At the beginning of the questioning, the cop tells her, “He has filed a criminal complaint against you for beating him. He claims you hit him.” She pulls out a piece of paper where someone has printed clearly “Self-defence / Notwehr”. Practical advice, I think. She describes how she took a picture frame from the wall, or perhaps it was leaning against the wall, baby still on her arm, and held it up as he tried to hit her face, “as if I were a man, like he was boxing.” When he came towards them again, she threw it at him.

She tells the two police officials that he called her the previous day and threatened to have her deported, to have the baby taken away from her if she dared to say anything against him, if she spoke about anything whatsoever other than corroborating the complaint he had filed.

“You need to get your phone number changed as soon as possible. No one needs to put up with that kind of treatment,” the cop says, not looking her in the eyes empathetically as a woman might. He rolls his eyes, shakes his head and looks away. “Do you wish to file a criminal complaint against him?”

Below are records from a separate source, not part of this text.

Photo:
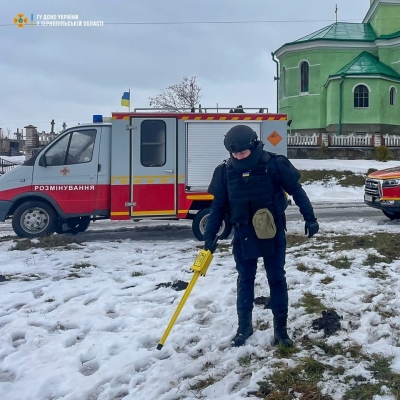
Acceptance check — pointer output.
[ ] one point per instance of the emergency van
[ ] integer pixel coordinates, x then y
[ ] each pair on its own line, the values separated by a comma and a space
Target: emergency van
382, 191
143, 164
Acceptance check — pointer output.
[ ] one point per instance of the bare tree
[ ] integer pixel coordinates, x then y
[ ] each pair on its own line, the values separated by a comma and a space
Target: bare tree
4, 143
177, 97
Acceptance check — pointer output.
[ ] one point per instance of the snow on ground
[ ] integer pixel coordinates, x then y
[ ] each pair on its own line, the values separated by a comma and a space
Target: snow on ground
83, 322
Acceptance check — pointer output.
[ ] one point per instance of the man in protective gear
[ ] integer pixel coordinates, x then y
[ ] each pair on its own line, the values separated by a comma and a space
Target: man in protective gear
251, 186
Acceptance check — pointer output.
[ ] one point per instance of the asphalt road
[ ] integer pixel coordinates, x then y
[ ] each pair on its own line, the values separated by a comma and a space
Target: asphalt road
181, 230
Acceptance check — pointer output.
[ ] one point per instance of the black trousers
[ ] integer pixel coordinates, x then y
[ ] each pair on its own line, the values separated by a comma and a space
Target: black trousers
275, 269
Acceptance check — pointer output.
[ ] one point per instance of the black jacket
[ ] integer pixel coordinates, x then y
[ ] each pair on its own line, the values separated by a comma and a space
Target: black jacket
242, 192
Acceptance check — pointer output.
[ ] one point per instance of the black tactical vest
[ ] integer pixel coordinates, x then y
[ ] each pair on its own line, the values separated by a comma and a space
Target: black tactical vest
249, 191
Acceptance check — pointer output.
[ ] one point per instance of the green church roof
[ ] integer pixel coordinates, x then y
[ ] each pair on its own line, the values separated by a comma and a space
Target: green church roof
342, 31
367, 64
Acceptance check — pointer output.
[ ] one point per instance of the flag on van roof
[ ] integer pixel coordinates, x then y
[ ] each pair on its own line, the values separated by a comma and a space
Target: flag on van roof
126, 99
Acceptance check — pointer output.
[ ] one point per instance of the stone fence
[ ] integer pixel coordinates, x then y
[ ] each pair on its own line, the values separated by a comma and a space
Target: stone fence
352, 146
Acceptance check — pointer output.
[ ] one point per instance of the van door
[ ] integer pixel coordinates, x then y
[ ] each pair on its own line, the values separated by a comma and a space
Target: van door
153, 165
67, 171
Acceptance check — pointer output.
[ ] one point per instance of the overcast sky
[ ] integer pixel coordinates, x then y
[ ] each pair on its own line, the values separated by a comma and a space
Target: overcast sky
69, 74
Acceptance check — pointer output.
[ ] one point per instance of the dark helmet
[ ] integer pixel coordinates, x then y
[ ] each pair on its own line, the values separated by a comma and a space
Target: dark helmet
240, 138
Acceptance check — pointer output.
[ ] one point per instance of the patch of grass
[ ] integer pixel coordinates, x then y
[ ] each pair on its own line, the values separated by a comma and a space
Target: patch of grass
374, 274
341, 263
344, 178
384, 313
295, 240
381, 371
385, 243
327, 280
81, 265
363, 391
137, 273
201, 384
373, 259
312, 303
310, 270
302, 380
286, 352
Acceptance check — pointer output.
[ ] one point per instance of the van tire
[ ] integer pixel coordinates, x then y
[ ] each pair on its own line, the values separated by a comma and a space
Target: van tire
78, 224
200, 221
34, 219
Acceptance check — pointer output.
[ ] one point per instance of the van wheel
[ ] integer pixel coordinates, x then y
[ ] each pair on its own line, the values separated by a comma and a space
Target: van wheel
78, 224
200, 222
34, 219
392, 216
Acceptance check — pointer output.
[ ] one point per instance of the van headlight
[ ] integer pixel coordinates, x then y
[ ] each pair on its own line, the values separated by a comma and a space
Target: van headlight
391, 183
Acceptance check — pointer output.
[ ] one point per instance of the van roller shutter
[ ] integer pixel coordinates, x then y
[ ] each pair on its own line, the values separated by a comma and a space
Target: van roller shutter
205, 150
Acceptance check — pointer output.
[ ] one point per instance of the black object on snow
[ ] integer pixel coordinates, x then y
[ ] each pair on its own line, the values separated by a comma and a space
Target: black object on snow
263, 301
178, 285
330, 322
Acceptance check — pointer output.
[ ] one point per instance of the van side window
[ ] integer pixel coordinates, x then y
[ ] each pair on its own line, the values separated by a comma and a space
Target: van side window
153, 135
81, 147
74, 148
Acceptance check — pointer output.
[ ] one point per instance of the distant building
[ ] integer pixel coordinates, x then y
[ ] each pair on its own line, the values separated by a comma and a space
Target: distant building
345, 78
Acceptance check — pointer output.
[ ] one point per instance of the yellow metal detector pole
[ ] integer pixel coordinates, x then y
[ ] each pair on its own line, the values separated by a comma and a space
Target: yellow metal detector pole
200, 266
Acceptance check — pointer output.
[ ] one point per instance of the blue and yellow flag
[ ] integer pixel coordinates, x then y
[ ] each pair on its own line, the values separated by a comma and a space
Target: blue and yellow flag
126, 99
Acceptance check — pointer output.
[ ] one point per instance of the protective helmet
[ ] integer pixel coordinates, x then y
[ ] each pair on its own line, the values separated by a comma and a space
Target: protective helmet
240, 138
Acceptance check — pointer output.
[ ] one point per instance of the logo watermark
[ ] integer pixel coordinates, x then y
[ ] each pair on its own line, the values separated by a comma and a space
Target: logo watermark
55, 20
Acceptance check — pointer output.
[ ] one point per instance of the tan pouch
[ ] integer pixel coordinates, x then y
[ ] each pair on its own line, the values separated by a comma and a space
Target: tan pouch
264, 224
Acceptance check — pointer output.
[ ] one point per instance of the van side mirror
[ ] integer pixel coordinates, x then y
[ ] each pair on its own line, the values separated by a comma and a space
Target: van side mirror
43, 161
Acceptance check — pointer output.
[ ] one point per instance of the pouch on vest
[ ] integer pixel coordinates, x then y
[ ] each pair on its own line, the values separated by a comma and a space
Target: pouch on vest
264, 224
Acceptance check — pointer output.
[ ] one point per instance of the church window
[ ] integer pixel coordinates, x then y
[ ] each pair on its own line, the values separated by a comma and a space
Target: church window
304, 76
283, 82
361, 96
392, 96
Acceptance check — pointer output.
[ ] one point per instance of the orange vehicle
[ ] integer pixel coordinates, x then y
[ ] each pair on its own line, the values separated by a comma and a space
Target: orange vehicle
382, 191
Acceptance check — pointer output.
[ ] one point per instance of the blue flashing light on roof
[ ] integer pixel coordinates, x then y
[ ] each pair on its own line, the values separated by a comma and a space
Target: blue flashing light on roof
97, 118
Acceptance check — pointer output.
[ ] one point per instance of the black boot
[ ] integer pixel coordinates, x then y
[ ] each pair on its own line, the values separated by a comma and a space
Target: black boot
244, 331
280, 333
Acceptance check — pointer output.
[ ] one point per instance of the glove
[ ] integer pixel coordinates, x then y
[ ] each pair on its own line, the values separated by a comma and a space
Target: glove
311, 227
210, 244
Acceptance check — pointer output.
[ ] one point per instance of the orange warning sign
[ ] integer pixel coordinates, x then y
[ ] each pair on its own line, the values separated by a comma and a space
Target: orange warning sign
274, 138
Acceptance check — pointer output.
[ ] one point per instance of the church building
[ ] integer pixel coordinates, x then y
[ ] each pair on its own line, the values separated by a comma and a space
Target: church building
344, 78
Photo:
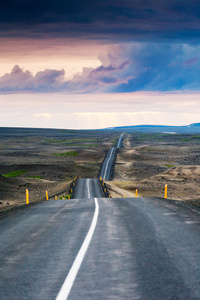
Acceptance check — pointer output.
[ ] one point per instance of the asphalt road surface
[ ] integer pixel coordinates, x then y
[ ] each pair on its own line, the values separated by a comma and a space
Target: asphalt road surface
107, 164
88, 188
119, 142
128, 248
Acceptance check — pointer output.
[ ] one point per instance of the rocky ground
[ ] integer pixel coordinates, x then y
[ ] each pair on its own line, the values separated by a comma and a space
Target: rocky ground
149, 161
41, 154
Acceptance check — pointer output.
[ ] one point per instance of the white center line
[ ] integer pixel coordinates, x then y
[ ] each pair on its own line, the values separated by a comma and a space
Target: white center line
88, 188
106, 168
68, 283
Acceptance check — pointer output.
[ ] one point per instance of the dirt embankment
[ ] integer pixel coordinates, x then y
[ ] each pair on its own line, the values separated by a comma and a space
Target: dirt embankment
157, 160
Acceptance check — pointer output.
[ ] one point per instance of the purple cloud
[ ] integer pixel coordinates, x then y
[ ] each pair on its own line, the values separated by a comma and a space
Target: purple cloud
108, 19
126, 68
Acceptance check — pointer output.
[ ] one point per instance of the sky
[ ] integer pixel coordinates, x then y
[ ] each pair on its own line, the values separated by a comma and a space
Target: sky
86, 64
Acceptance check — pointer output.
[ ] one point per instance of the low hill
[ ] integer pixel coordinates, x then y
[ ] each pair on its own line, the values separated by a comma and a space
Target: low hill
192, 128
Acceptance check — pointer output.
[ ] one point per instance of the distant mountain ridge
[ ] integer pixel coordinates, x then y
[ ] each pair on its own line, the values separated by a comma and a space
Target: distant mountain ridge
192, 128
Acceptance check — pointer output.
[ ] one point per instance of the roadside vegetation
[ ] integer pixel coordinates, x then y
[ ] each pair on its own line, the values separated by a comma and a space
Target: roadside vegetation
14, 173
69, 153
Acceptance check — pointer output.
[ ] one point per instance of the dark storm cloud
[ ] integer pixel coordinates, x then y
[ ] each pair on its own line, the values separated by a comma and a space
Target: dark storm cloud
115, 19
126, 68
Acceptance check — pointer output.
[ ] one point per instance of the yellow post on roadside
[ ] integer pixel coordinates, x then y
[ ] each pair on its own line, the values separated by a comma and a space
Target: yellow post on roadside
165, 191
27, 197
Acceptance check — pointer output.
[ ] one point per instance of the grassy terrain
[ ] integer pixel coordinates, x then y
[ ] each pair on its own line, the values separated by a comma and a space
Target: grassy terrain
14, 173
69, 153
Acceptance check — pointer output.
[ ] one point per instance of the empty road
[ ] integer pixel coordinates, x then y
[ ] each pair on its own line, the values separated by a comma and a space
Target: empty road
131, 248
88, 188
108, 162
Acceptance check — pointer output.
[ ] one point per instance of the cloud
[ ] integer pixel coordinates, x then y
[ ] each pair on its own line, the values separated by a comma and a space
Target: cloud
108, 19
124, 68
23, 81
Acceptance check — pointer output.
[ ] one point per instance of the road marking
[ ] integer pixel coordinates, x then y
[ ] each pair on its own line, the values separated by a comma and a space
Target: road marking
88, 188
106, 168
190, 222
68, 283
119, 141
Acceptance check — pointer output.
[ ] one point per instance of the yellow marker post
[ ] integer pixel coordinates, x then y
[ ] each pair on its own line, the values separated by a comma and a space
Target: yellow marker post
27, 197
165, 191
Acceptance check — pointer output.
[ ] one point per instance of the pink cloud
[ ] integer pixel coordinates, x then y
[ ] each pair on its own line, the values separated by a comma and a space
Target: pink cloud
191, 61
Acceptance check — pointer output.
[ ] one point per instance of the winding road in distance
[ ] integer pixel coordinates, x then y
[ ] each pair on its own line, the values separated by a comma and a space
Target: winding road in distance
108, 162
94, 247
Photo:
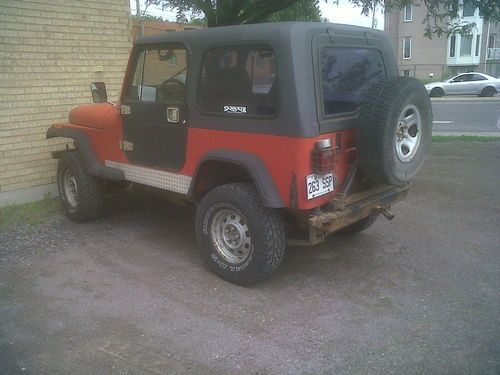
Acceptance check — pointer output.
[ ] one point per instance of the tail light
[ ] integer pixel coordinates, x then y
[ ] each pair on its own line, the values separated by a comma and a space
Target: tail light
323, 156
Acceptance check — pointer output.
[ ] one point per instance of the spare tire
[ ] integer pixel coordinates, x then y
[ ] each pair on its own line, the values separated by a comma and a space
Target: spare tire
395, 130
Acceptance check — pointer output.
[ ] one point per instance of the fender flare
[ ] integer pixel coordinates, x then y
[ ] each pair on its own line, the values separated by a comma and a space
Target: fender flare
256, 169
83, 143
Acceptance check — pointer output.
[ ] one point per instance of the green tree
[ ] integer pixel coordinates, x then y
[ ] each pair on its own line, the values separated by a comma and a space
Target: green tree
302, 10
441, 18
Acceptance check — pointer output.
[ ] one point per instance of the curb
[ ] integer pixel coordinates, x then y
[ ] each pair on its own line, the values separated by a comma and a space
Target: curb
467, 134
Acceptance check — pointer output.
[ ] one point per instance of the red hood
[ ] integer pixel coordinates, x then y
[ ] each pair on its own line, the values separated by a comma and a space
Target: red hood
100, 116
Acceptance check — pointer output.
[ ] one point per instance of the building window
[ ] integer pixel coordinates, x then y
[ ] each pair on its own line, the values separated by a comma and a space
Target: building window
469, 9
492, 40
453, 42
408, 13
407, 47
466, 45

Margaret sets off on a tirade: “When I was seven months pregnant, he chased me out of the apartment. Literally! That time he drove me to the shelter himself. He wanted me out. When he comes home from work, the first thing he does is put on loud music. The neighbors complain about it constantly. And it can’t be good for the baby. Sometimes I just take the baby and go into the bedroom and lock the door, just to get away from him and get some sleep. He says it’s his apartment and he can do what he wants. He goes to prostitutes. I ask him for money for my seven-year old daughter—she’s still in Kenya. To pay her school fees. But he refuses. He has money—but he uses it for prostitutes!”

The cop asks again, “Do you wish to file a criminal complaint against him?”

“Yes,” she says, determined and serious.

“You simply need to make sure you stay clear of him,” he repeats.

“I will, I’m never going back. Definitely not. Never.”

The cop says to me, “Das habe ich schon so viel mal gehört!” (“I’ve heard that so many times.”)

Gordon hit Margaret’s eye so hard that she needed stitches. That night, her baby was taken into child protective services. “I haven’t seen my baby in three weeks. Can you help me see her?” she asks piteously.

“That’s not a matter for the police. That’s determined by the youth office. Normally, they should want you to be able to be together.”

Margaret will be getting a small apartment of her own. The youth welfare office has told her that when she is settled in a place she will get her daughter back.